The platform’s structure included specialized sections for different attack vectors: credential stuffing tutorials, social engineering playbooks, and Ransomware-as-a-Service partnerships. What’s particularly concerning is how LeakBase members systematically targeted critical infrastructure, with forum discussions revealing planned attacks against power grids, water treatment facilities, and emergency services. This is a critical IOC for security teams monitoring for insider threats and supply chain compromises.

Financial Impact Assessment

Conservative estimates suggest LeakBase facilitated over $2.8 billion in cybercrime proceeds since 2022. The forum’s escrow system processed transactions involving stolen payment card data, compromised cloud credentials, and corporate network access.

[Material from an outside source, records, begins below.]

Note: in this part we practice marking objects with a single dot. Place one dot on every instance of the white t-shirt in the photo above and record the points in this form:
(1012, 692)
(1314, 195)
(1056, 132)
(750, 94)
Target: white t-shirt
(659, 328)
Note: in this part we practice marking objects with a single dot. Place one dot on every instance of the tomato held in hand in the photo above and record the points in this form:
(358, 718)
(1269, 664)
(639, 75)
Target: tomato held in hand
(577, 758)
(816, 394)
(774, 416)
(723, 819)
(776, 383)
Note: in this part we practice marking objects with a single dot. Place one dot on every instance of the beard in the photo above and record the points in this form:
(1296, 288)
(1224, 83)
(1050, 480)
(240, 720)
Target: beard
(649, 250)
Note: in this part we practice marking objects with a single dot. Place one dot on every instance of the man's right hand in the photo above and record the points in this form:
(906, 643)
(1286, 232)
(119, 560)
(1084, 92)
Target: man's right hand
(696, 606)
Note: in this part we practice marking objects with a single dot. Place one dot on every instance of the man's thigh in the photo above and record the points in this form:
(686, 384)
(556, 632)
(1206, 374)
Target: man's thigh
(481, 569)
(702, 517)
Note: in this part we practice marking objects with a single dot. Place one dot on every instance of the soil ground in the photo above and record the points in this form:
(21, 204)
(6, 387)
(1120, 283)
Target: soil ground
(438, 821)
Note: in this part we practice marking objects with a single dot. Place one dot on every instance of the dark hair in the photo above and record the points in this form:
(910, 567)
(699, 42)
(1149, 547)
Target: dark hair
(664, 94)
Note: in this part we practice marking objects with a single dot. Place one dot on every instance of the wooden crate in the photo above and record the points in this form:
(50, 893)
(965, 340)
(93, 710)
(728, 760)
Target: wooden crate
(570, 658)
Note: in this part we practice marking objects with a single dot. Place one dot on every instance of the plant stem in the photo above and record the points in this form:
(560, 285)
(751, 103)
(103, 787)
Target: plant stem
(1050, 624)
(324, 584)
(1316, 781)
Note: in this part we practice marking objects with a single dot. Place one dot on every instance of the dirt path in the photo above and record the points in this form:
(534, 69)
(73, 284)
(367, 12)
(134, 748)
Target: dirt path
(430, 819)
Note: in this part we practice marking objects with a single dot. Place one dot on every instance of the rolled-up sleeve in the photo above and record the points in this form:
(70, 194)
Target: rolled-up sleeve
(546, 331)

Forum administrators collected commission fees ranging from 3-8% per transaction, generating substantial revenue streams that funded advanced operational security measures.

The seized financial records reveal how cybercriminals laundered proceeds through cryptocurrency mixers, offshore banking networks, and legitimate business fronts across Eastern Europe and Southeast Asia.

How Organizations Should Respond

Organizations must recognize that LeakBase’s member database represents a comprehensive threat actor directory. Security teams should immediately cross-reference the seized data against their access logs, investigating any suspicious activities from the identified IP ranges and user agents.

The forum’s communication archives provide valuable insights into emerging attack patterns, including new phishing templates, malware variants, and social engineering techniques currently being deployed against enterprise targets.

For organizations concerned about exposure on cybercrime forums like LeakBase, continuous visibility into Dark Web activity is critical. Solutions such as SOCRadar’s Dark Web Monitoring help security teams track underground marketplaces, forums, and leak sites where threat actors share stolen credentials, corporate data, or access to compromised networks. By identifying these exposures early, organizations can investigate potential risks and respond before they escalate into active attacks.

Russia Seizes New LeakBase Domain Following Earlier Takedown

Russian authorities have seized a newly launched domain linked to the LeakBase forum. The site had recently moved to a .bz domain after its previous address (leakbase[.]la) was taken down during an earlier operation.

According to a notice posted on the seized page, the action was carried out by a cybercrime unit of Russia’s Ministry of Internal Affairs, BSTM, Bureau of Special Technical Measures (БСТМ, Бюро специальных технических мероприятий), as part of an operation.

LeakBase Admin Arrest Confirmed

Russian authorities have confirmed the arrest of a Taganrog resident suspected of running LeakBase. Officials stated the platform operated for about four years and had over 147,000 users trading stolen personal data for fraud.

A criminal case has been opened, and the suspect is in custody following the recent takedown of the forum.

Conclusion

The LeakBase takedown signals a shift in law enforcement priorities toward disrupting cybercrime infrastructure rather than pursuing individual actors. This approach yields greater intelligence value and creates operational uncertainty within criminal networks. However, security analysts anticipate that remaining LeakBase members will migrate to alternative platforms, potentially adopting enhanced operational security measures.

The criminal ecosystem demonstrates remarkable resilience. When major forums disappear, new marketplaces emerge within weeks, often with improved anonymity features and stricter membership requirements. So threat intelligence teams must maintain continuous monitoring capabilities to track these migrations and identify emerging criminal platforms before they reach operational maturity.